### CitiBike ML Demo
By: David Stearns  
  
This demo (while fully functional *could use a bit of clean up!* :D ) demonstrates Snowpark Python's capability to build, train, and deploy machine learning models. It uses the Scalar UDF function which is great for single predictions, however, if you would like to do full table predictions or use input batches, the best way to accomplish that is to use Vectorized UDF's. 

In [12]:
import snowflake.snowpark
from snowflake.snowpark.functions import sproc
from snowflake.snowpark.functions import udf
from snowflake.snowpark.session import Session
from snowflake.snowpark.types import *
import json
import pandas as pd
import numpy as np
import datetime
import sys
import math
from snowflake.snowpark import Session
from snowflake.snowpark import functions as F
from snowflake.snowpark import Window
pd.set_option('display.max_columns', None)
import os
from sklearn.model_selection import train_test_split
from sklearn.model_selection import cross_val_score
from sklearn.model_selection import cross_validate
from sklearn.ensemble import RandomForestRegressor
import credentials
import io
import joblib
import cachetools
conn = {
    "account": credentials.credentials["account"],
    "user": credentials.credentials["username"],
    "password": credentials.credentials["password"],
    "role": credentials.credentials["role"],
    "warehouse": credentials.credentials["warehouse"],
    "database": credentials.credentials["database"],
    "schema": credentials.credentials["schema"]
}
session = Session.builder.configs(conn).create()

In [13]:
def save_model(session, model, path):
  input_stream = io.BytesIO()
  joblib.dump(model, input_stream)
  session._conn._cursor.upload_stream(input_stream, path)
  return "successfully created file: " + path

In [14]:
session.sql(f"create or replace stage citibike_ml").collect()

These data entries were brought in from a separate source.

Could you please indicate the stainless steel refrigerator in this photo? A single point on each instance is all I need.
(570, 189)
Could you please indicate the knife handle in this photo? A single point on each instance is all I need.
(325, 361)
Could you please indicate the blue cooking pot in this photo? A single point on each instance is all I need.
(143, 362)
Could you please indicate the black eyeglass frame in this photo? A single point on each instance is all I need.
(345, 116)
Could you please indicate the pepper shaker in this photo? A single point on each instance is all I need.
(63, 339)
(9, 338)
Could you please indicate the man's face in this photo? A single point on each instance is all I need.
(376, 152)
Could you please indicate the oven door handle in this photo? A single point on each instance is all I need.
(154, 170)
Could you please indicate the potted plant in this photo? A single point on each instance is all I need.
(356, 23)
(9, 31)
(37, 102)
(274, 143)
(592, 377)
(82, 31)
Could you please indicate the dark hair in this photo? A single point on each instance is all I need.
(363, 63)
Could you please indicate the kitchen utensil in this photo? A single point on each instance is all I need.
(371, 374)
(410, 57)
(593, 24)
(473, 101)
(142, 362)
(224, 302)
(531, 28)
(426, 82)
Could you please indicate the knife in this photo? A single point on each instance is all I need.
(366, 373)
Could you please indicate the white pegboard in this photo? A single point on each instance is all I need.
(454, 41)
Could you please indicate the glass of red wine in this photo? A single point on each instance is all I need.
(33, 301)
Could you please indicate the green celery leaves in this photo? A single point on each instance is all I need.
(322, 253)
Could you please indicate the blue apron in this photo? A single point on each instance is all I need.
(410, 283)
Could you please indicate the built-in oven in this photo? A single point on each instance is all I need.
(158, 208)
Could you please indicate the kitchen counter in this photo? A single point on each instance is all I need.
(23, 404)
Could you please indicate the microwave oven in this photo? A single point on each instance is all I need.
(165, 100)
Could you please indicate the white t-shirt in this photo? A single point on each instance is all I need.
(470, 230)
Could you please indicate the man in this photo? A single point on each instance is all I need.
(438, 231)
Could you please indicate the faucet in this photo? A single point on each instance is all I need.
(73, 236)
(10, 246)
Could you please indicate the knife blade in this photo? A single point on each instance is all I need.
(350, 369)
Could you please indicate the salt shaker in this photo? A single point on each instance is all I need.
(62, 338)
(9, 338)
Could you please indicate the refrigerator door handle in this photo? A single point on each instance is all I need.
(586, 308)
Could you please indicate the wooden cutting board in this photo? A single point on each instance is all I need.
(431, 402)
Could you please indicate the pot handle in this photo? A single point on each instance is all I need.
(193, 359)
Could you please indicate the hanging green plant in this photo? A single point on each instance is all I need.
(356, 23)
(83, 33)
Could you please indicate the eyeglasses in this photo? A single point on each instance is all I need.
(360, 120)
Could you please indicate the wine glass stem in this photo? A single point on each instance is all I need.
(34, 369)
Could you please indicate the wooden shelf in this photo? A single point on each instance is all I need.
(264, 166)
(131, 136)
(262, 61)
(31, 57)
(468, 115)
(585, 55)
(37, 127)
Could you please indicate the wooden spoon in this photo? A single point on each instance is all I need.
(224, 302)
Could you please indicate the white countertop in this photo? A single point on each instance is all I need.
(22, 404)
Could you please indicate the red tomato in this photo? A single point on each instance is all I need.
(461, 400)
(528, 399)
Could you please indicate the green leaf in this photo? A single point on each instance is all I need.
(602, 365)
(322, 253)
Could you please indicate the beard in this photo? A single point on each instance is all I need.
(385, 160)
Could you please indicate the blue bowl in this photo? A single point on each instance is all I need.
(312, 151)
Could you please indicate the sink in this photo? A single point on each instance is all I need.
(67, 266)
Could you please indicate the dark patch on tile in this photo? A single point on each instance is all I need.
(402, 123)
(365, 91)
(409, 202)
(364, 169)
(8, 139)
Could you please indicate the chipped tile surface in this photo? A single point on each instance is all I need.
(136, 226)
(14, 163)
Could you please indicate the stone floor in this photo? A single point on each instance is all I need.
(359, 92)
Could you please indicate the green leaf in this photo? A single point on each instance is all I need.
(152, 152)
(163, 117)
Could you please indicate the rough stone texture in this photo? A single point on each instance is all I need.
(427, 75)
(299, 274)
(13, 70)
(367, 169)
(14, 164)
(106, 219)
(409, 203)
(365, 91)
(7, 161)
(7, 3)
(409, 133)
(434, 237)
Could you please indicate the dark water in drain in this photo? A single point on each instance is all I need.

[Row(status='Stage area CITIBIKE_ML successfully created.')]

In [4]:
df_trips_hourly = session.table("trips_stations_vw")
df_trips_daily = df_trips_hourly.select(F.to_date(F.col("STARTTIME")).as_("ds")).groupBy(F.col("ds")).count().select(F.col("ds"), F.col("COUNT").as_("y"))
df_weather = session.table("weather_vw")
df_trips_weather = df_trips_daily.join(df_weather, df_trips_daily["DS"] == df_weather["OBSERVATION_DATE"])\
                    .select(F.col("DS"),F.col("Y"), F.col("TEMP_AVG_C"), F.col("TOT_PRECIP_IN"))
df_trips_weather = df_trips_weather.withColumn("rain_indicator", F.when(F.col("TOT_PRECIP_IN") > 0, F.lit(1) ).otherwise(F.lit(0)))
df_trips_weather = df_trips_weather.sort(F.col("DS"))
df_trips_weather.select("DS", "Y", "RAIN_INDICATOR", "TEMP_AVG_C").write.mode("overwrite").save_as_table("citibike_ml_demo")

In [40]:
session.add_packages('snowflake-snowpark-python', 'scikit-learn', 'pandas', 'numpy', 'joblib', 'cachetools')
def citibike_ml_demo(session: snowflake.snowpark.Session) -> str:

    import snowflake.snowpark as snp
    from snowflake.snowpark import functions as F
    from snowflake.snowpark import types as T

    model_name = "predict_trips"
    stage_name = "citibike_ml"
    df = session.table("citibike_ml_demo")
    pandas_df = df.toPandas()
    pandas_df["trips_yesterday"] = pandas_df['Y'].shift(1)
    pandas_df["Y_log"] = np.log(pandas_df["Y"])
    pandas_df["trips_yesterday_log"] = np.log(pandas_df["trips_yesterday"])
    pandas_df = pandas_df[1:]

    X = pandas_df[["RAIN_INDICATOR", "TEMP_AVG_C", "trips_yesterday_log"]]
    y = pandas_df[["Y_log"]]

    X_train, X_test, y_train, y_test = train_test_split(X, y, test_size=0.33 )
    rf = RandomForestRegressor(n_estimators=100)
    rf.fit(X_train, y_train)

    save_model(session, rf, f"@{stage_name}/{model_name}.joblib")

    model_name_full = session.sql(f"ls @{stage_name}").collect()[0][0]

    performance = cross_validate(rf, X, y, cv=3)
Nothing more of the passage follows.